The recent renewal of two taxes was good news for the East Baton Rouge Parish public school system, but the system still faces formidable obstacles, including some pretty big financial challenges. Those hurdles underscore the urgency of engaging residents in addressing the school system’s challenges, which is something that Superintendent Bernard Taylor has been trying to do.

The proposed renewals on the April 6 ballot easily won approval, meaning that the school system will continue to get about $43.3 million a year — about 8 percent of all school system revenue and 11 percent of the money that funds its general operations.

The renewal of the taxes saved an already grim financial situation for the school system from getting even worse. Even with the tax renewals, the system is already facing budget cuts for the next three fiscal years, with $30 million in cuts projected for this fiscal year and $15 million in reductions projected for 2014-2015. State budget problems have limited state funding for public education in recent years, and local school districts are feeling the pinch.

Meanwhile, advocates of a separate school district in southeast Baton Rouge are trying again in the current session of the Legislature to get approval for placing a separate school district measure on the statewide ballot. A similar bill narrowly failed in last year’s legislative session. If that breakaway district becomes a reality, the East Baton Rouge Parish school system would face another reduction in resources.

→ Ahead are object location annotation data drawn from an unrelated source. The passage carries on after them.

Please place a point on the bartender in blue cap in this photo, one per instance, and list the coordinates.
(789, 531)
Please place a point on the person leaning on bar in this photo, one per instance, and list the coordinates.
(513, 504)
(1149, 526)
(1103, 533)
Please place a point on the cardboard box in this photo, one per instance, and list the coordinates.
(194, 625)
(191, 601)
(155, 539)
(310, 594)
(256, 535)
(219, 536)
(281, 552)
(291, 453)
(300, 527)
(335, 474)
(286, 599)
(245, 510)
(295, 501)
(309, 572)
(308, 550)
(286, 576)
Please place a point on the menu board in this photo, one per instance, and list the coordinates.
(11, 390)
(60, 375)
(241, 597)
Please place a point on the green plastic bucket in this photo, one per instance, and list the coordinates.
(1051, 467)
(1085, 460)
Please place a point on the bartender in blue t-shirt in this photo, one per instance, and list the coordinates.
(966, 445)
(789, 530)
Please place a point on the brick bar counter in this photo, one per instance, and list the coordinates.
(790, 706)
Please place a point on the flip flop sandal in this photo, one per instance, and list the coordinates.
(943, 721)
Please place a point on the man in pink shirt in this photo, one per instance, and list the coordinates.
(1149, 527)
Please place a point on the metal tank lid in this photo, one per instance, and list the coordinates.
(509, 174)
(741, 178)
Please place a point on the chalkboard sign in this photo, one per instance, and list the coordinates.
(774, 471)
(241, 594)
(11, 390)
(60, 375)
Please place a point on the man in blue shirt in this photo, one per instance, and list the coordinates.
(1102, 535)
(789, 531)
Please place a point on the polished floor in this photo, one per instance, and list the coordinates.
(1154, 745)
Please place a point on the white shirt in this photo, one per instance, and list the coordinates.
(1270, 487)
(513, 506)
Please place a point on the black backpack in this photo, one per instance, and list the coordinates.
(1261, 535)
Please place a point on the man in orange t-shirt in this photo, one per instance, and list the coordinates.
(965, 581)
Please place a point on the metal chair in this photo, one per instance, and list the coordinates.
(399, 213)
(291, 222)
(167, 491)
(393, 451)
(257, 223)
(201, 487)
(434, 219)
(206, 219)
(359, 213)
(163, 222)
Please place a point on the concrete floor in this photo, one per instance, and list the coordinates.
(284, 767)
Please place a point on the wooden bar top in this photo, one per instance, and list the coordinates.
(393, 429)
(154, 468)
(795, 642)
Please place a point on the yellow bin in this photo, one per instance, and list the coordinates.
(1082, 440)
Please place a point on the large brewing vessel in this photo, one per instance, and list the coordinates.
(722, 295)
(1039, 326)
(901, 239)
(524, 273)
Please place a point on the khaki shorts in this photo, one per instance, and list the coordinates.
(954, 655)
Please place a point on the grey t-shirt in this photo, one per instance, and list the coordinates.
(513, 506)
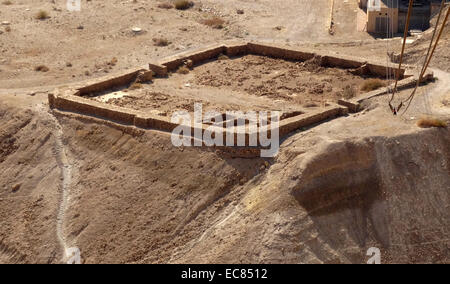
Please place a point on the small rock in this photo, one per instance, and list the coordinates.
(144, 76)
(16, 187)
(189, 63)
(136, 30)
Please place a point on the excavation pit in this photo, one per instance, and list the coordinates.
(243, 83)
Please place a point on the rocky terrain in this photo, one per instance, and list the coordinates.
(127, 195)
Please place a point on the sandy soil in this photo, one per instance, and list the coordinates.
(242, 83)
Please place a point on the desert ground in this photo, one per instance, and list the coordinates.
(127, 195)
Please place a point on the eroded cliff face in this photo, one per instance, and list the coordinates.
(391, 193)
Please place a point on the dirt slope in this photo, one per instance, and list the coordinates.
(416, 52)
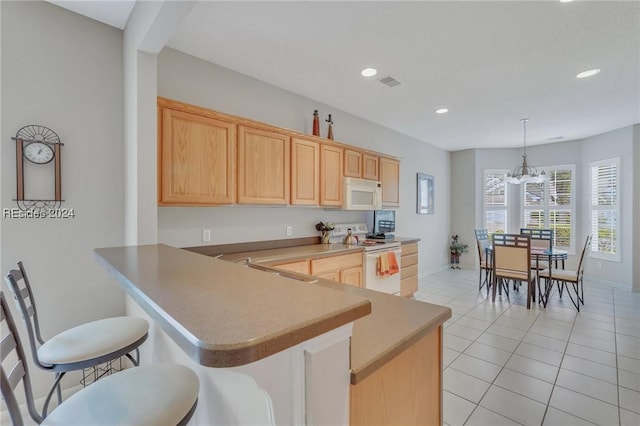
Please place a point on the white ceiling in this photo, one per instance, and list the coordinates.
(490, 63)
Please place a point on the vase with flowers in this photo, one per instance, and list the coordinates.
(325, 228)
(456, 248)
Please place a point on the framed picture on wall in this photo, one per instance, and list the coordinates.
(426, 197)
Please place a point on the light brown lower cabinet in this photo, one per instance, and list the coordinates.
(346, 268)
(405, 391)
(409, 271)
(301, 266)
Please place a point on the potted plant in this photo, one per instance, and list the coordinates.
(456, 248)
(325, 228)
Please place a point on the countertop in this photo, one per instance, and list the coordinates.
(222, 314)
(291, 254)
(394, 324)
(191, 312)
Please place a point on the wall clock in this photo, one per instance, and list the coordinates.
(41, 147)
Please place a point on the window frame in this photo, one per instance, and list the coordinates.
(594, 252)
(547, 209)
(486, 208)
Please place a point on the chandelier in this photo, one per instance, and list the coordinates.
(525, 173)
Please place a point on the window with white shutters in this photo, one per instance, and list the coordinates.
(551, 205)
(605, 213)
(496, 204)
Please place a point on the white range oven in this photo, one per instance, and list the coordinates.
(373, 250)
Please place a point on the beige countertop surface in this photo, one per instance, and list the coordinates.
(222, 314)
(196, 309)
(291, 254)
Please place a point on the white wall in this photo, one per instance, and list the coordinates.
(64, 71)
(636, 208)
(188, 79)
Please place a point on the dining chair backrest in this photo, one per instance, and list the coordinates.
(482, 240)
(511, 256)
(14, 368)
(540, 238)
(18, 282)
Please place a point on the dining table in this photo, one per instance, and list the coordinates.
(538, 254)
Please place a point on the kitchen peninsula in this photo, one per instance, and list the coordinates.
(230, 316)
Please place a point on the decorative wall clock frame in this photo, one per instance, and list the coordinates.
(40, 146)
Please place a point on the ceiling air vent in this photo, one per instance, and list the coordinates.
(389, 81)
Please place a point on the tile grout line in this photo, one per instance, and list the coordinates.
(501, 368)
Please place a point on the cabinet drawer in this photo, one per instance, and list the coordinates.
(301, 266)
(409, 271)
(335, 263)
(409, 249)
(409, 260)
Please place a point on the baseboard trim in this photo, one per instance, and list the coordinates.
(609, 283)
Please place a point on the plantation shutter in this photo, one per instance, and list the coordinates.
(604, 209)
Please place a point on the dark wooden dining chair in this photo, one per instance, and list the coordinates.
(482, 242)
(512, 261)
(541, 240)
(566, 279)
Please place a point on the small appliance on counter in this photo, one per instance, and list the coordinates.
(384, 221)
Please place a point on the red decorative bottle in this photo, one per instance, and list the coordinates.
(316, 123)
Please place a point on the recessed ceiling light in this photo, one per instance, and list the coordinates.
(588, 73)
(369, 72)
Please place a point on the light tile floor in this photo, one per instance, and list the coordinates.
(506, 365)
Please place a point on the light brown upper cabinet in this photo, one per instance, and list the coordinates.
(352, 163)
(196, 159)
(390, 178)
(370, 167)
(331, 175)
(305, 172)
(263, 166)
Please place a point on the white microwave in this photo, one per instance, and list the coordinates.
(362, 194)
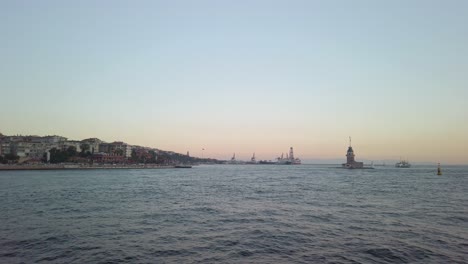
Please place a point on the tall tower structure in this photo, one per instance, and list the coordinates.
(350, 154)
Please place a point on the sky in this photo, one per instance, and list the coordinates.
(242, 76)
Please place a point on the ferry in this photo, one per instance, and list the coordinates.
(403, 164)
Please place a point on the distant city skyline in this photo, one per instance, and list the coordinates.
(242, 77)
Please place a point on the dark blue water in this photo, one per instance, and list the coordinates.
(235, 214)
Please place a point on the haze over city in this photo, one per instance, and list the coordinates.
(242, 76)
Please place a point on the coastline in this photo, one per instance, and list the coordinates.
(81, 167)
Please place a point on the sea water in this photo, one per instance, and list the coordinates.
(235, 214)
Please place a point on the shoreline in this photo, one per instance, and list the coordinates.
(81, 167)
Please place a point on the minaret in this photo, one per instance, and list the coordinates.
(350, 154)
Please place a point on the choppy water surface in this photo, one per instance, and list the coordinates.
(235, 214)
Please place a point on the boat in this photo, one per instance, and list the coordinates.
(182, 166)
(289, 160)
(403, 164)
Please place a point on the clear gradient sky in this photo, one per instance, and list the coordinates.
(242, 76)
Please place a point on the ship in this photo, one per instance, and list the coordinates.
(403, 164)
(289, 160)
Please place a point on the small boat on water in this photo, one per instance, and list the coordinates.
(403, 164)
(183, 166)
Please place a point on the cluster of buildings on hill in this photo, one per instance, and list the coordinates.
(36, 148)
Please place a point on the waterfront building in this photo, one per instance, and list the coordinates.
(92, 144)
(350, 162)
(117, 147)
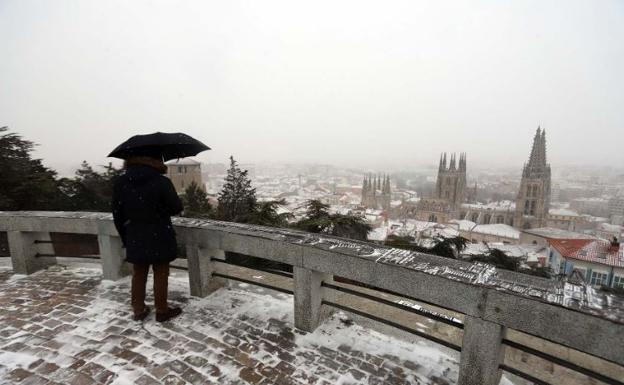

Taylor is trying to persuade local residents to stay in the system. He’s also attempting to build broader community support for the system, staging a series of community forums to unroll his ideas for reform. Among the changes recently approved by the East Baton Rouge Parish school system are plans to convert Lee High and Belfair Elementary into magnet schools — campuses with specialized programs designed to attract highly motivated students from across the district. The board also approved plans to turn Mayfair Elementary into an elementary school modeled on the LSU Lab School, and closing Delmont Elementary and moving two pre-K programs onto its campus.

More proposed changes are on the way.

The East Baton Rouge Parish School system is a mixed bag, with some schools nationally recognized as models of excellence and others designated as failing schools by the state.

Taylor has his work cut out for him in building stronger public support for the system. The recent renewal of two taxes for the system gives him a little bit of breathing room, but the meager turnout for the election was telling, with only 6 percent of eligible voters casting a ballot. That doesn’t suggest the kind of public involvement that Taylor will need in advancing school reform.